You mean SAGA? I have the Dragonlance SAGA stuff, but I didn't get the impression it did well, especially when it completely disappeared.
It got a BUNCH of supplements out. 9 or 10 rules expansions, several dual statted AD&D/DL5A Adventures (3+, counting the DL Classics 25th Anniversary omnibus),
Don't know about 'good', but maybe it's like D&D 4e, mechanically very strong, but just not what most D&D customers were looking for. Just like when after WFRP3e they went back to something more recognizable by most fans.
Most WFRP fans I know liked the change to 3rd. It does the grim and gritty quite well.
It's just that the wide range of 2nd ed didn't get converted, and had been written by the same company's devs... so there was a limited support for content, and conversions were non-trivial.
As for DL5A, it's robust, but it is tonally so different from AD&D/AD&D2 that few players made the switch.
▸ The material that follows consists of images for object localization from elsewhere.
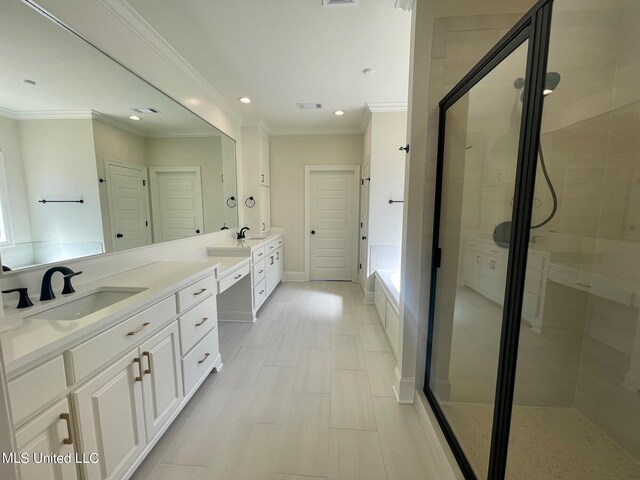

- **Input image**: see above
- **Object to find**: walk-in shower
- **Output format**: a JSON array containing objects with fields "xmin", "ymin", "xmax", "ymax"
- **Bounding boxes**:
[{"xmin": 425, "ymin": 0, "xmax": 640, "ymax": 479}]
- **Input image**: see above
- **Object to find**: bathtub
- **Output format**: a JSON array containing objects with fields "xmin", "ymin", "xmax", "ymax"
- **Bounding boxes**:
[{"xmin": 374, "ymin": 270, "xmax": 400, "ymax": 309}]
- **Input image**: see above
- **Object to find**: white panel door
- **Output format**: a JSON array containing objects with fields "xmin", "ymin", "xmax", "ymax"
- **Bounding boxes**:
[
  {"xmin": 105, "ymin": 161, "xmax": 151, "ymax": 252},
  {"xmin": 72, "ymin": 349, "xmax": 146, "ymax": 480},
  {"xmin": 15, "ymin": 398, "xmax": 78, "ymax": 480},
  {"xmin": 358, "ymin": 163, "xmax": 370, "ymax": 286},
  {"xmin": 150, "ymin": 167, "xmax": 204, "ymax": 242},
  {"xmin": 309, "ymin": 169, "xmax": 357, "ymax": 281},
  {"xmin": 139, "ymin": 322, "xmax": 183, "ymax": 442}
]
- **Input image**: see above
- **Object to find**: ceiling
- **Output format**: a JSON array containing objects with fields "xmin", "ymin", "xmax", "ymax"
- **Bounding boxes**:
[
  {"xmin": 0, "ymin": 1, "xmax": 223, "ymax": 138},
  {"xmin": 125, "ymin": 0, "xmax": 412, "ymax": 134}
]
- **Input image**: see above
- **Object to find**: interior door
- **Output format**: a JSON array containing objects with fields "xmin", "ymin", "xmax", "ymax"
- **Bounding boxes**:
[
  {"xmin": 358, "ymin": 163, "xmax": 371, "ymax": 286},
  {"xmin": 308, "ymin": 168, "xmax": 357, "ymax": 281},
  {"xmin": 105, "ymin": 160, "xmax": 151, "ymax": 252},
  {"xmin": 149, "ymin": 167, "xmax": 204, "ymax": 242}
]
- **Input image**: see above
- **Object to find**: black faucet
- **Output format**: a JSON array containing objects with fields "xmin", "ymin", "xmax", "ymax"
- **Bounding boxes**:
[
  {"xmin": 237, "ymin": 227, "xmax": 250, "ymax": 239},
  {"xmin": 40, "ymin": 266, "xmax": 83, "ymax": 301}
]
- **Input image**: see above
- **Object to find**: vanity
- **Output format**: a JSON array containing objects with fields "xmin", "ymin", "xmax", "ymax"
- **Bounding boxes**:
[
  {"xmin": 208, "ymin": 232, "xmax": 284, "ymax": 321},
  {"xmin": 0, "ymin": 257, "xmax": 258, "ymax": 480}
]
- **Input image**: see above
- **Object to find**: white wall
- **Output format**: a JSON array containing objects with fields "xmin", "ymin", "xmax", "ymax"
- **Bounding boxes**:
[
  {"xmin": 19, "ymin": 119, "xmax": 103, "ymax": 244},
  {"xmin": 367, "ymin": 111, "xmax": 408, "ymax": 249},
  {"xmin": 269, "ymin": 134, "xmax": 363, "ymax": 276},
  {"xmin": 0, "ymin": 115, "xmax": 32, "ymax": 245}
]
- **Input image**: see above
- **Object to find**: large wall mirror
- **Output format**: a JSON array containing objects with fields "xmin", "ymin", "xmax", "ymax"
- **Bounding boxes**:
[{"xmin": 0, "ymin": 1, "xmax": 238, "ymax": 273}]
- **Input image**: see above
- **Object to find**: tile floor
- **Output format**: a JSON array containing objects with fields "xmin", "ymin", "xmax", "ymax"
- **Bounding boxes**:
[{"xmin": 131, "ymin": 281, "xmax": 447, "ymax": 480}]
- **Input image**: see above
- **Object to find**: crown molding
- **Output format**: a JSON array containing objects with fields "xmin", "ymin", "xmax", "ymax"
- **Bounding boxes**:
[
  {"xmin": 365, "ymin": 102, "xmax": 408, "ymax": 113},
  {"xmin": 0, "ymin": 107, "xmax": 93, "ymax": 121},
  {"xmin": 241, "ymin": 118, "xmax": 272, "ymax": 134},
  {"xmin": 148, "ymin": 131, "xmax": 221, "ymax": 139},
  {"xmin": 95, "ymin": 0, "xmax": 243, "ymax": 126}
]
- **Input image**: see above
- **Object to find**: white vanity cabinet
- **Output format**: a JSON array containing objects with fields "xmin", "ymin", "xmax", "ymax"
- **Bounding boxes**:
[
  {"xmin": 373, "ymin": 274, "xmax": 400, "ymax": 359},
  {"xmin": 14, "ymin": 398, "xmax": 78, "ymax": 480},
  {"xmin": 5, "ymin": 268, "xmax": 222, "ymax": 480},
  {"xmin": 462, "ymin": 237, "xmax": 549, "ymax": 329},
  {"xmin": 73, "ymin": 323, "xmax": 183, "ymax": 480}
]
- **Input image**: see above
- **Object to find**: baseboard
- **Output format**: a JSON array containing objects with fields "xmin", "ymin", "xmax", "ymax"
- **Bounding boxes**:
[
  {"xmin": 393, "ymin": 366, "xmax": 416, "ymax": 404},
  {"xmin": 218, "ymin": 311, "xmax": 256, "ymax": 322},
  {"xmin": 283, "ymin": 271, "xmax": 305, "ymax": 282},
  {"xmin": 364, "ymin": 290, "xmax": 374, "ymax": 304},
  {"xmin": 414, "ymin": 390, "xmax": 464, "ymax": 480}
]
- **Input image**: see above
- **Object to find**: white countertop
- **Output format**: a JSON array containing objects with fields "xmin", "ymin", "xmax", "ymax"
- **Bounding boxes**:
[
  {"xmin": 207, "ymin": 232, "xmax": 283, "ymax": 253},
  {"xmin": 0, "ymin": 255, "xmax": 248, "ymax": 375}
]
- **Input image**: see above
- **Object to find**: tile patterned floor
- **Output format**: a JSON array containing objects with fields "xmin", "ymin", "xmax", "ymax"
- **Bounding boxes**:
[
  {"xmin": 131, "ymin": 281, "xmax": 446, "ymax": 480},
  {"xmin": 442, "ymin": 402, "xmax": 640, "ymax": 479}
]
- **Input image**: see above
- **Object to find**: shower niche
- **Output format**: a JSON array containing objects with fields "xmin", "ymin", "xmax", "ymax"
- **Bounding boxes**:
[{"xmin": 425, "ymin": 1, "xmax": 640, "ymax": 479}]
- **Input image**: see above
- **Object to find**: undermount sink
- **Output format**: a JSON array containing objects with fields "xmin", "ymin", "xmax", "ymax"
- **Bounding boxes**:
[{"xmin": 27, "ymin": 287, "xmax": 147, "ymax": 321}]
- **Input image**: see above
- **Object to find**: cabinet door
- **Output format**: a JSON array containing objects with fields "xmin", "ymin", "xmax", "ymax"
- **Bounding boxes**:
[
  {"xmin": 265, "ymin": 253, "xmax": 277, "ymax": 294},
  {"xmin": 139, "ymin": 322, "xmax": 183, "ymax": 442},
  {"xmin": 72, "ymin": 349, "xmax": 146, "ymax": 480},
  {"xmin": 259, "ymin": 133, "xmax": 270, "ymax": 186},
  {"xmin": 260, "ymin": 185, "xmax": 271, "ymax": 233},
  {"xmin": 275, "ymin": 247, "xmax": 283, "ymax": 284},
  {"xmin": 462, "ymin": 249, "xmax": 481, "ymax": 287},
  {"xmin": 15, "ymin": 398, "xmax": 78, "ymax": 480}
]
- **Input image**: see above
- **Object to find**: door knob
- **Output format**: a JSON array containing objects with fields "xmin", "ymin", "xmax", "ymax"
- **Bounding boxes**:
[
  {"xmin": 196, "ymin": 229, "xmax": 201, "ymax": 234},
  {"xmin": 311, "ymin": 230, "xmax": 316, "ymax": 235},
  {"xmin": 116, "ymin": 233, "xmax": 124, "ymax": 238},
  {"xmin": 362, "ymin": 236, "xmax": 367, "ymax": 240}
]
Of the 7p I've run a campaign for, only one didn't like it... and he was the player who liked D&D most - and the only person I've ever complain that DL5A "… is too much like D&D."
If I were to run DL5A's version of DL Classics, I'd want to go through and work out the various spells from AD&D into DL5A terms.
This feels like either a cash grab, just trying to sell you everything again without much difference, not unheard of in the world of Games Workshop... Or they are trying out a new version of WFRP without the danger of loosing their player base (like with 3e FFG). Maybe they are just trying to attract players that don't like the WFRP4e system, but again, I wonder how big that market share is.
Note that WFB (and WH40K, etc) are d6 dice pools, count successes.
unit vs unit melee: one, sometimes two, dice per figure, looking for a formula/table derived value or higher.
A switch to d10's is not a big change.